2.    Equivocarse cuesta muy poco. Es tu vida y tienes derecho a cometer errores. Además, a las personas normalmente no les importan tus errores porque están demasiado interesadas en si mismas. Si el riesgo que estás a punto de tomar es financiero y fracasa, puede que influya bastante en tu vida pero no dejes de recordar que el dinero es sólo parte de ella y puede ser recuperado.

3.    En general somos más resistentes de lo que pensamos, pero tendemos a engañarnos conformándonos con poco para no tomar muchos riesgos. Esto es un grave error ya que no hay casi nada en la vida que no sea superable, y si no hacemos lo que nos gustaría hacer nuestra felicidad va a estar topeada.
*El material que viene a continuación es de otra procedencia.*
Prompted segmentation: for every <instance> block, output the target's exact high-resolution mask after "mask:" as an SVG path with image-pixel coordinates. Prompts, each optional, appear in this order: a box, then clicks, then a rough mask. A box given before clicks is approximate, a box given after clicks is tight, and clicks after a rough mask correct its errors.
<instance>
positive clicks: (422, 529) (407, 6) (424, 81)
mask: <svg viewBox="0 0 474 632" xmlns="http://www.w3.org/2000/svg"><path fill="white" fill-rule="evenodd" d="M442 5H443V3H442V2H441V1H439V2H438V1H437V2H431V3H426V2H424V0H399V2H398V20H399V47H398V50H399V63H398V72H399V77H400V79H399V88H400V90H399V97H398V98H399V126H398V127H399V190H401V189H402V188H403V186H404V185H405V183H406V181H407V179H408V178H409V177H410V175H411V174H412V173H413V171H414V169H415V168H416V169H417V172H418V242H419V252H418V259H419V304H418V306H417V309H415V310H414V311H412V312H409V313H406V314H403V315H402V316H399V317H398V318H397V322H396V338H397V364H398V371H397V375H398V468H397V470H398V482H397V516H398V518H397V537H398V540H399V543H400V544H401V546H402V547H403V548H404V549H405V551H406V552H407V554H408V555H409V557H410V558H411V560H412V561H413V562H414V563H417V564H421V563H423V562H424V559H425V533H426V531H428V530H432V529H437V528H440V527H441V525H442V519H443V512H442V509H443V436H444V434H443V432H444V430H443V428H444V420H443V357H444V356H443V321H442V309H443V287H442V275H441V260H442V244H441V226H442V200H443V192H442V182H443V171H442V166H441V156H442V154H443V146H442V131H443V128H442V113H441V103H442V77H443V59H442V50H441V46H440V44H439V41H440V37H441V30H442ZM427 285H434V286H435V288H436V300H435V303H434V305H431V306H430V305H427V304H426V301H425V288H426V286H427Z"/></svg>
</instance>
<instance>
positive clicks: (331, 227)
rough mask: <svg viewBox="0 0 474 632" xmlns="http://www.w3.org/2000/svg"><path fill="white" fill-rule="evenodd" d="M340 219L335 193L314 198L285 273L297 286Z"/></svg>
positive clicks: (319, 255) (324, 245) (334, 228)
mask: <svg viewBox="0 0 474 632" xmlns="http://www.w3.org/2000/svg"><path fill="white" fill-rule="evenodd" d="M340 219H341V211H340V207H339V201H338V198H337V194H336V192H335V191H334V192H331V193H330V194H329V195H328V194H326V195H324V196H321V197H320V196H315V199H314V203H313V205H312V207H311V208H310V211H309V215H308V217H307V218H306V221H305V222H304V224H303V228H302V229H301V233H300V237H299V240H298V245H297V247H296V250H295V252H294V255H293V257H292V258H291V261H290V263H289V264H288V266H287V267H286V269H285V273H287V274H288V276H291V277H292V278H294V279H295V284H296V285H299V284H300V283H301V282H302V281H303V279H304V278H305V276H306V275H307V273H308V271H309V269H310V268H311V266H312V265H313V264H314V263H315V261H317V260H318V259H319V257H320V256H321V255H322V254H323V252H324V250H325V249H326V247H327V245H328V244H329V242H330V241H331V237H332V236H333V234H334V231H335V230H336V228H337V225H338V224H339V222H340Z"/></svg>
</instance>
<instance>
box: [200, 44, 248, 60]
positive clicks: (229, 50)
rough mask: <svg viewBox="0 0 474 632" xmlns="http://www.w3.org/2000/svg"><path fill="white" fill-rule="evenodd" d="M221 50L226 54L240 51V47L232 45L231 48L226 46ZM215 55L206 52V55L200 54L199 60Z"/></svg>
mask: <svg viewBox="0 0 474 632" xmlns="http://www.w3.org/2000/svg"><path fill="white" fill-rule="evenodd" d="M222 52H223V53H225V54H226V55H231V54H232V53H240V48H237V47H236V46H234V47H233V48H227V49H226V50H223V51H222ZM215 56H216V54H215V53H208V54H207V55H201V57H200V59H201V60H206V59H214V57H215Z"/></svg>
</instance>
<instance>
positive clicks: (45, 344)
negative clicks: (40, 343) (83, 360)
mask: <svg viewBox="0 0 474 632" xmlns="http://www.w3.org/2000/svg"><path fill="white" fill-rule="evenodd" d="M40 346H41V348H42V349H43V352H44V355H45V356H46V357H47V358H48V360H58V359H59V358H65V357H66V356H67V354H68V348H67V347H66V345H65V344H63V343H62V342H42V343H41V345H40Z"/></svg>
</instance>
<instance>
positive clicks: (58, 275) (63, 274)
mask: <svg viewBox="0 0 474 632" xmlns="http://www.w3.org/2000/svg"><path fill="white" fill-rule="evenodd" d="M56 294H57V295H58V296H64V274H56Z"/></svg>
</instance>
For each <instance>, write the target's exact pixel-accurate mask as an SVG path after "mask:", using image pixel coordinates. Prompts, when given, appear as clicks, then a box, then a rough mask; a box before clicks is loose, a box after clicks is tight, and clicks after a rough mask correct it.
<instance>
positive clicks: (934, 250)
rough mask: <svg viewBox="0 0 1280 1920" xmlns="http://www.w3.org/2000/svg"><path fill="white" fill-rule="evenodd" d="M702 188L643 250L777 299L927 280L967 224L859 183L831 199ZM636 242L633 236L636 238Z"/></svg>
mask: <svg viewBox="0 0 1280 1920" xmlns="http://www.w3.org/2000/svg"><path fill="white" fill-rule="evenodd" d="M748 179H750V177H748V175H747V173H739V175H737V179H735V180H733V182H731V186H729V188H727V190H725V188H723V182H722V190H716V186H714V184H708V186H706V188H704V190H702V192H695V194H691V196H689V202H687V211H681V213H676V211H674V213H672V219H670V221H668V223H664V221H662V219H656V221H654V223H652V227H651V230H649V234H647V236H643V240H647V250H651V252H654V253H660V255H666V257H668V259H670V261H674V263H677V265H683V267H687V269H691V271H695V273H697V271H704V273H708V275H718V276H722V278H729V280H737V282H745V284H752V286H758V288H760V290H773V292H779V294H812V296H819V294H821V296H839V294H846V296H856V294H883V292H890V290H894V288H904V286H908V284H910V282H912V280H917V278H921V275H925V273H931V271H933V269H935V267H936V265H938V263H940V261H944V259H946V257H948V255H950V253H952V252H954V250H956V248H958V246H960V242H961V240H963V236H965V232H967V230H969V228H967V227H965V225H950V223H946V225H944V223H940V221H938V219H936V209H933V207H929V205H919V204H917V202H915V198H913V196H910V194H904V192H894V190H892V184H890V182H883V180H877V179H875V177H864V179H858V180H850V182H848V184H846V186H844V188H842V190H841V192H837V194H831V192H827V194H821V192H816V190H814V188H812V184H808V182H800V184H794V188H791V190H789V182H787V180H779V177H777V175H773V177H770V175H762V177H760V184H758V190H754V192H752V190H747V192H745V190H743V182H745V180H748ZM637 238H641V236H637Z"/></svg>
4.    No hagas que el riesgo se convierta en algo más grande de lo necesario. Intenta sacarle peso, el miedo y la ansiedad hacen que maximicemos mucho las cosas. Pide opiniones a otras personas que hayan tomado riesgos similares, te ayudarán a ver el tuyo con más y mejor perspectiva.

5.    La mayoría de los riesgos terminan en cosas buenas. Por ejemplo, mucha gente exitosa ha tomado malas decisiones de carrera. Todos nos equivocamos y podemos volver atrás. Lo que no se puede volver atrás es el no haber hecho algo que teníamos muchas ganas de hacer sólo porque implicaba un riesgo. Una vida sin riesgos no vale la pena ser vivida.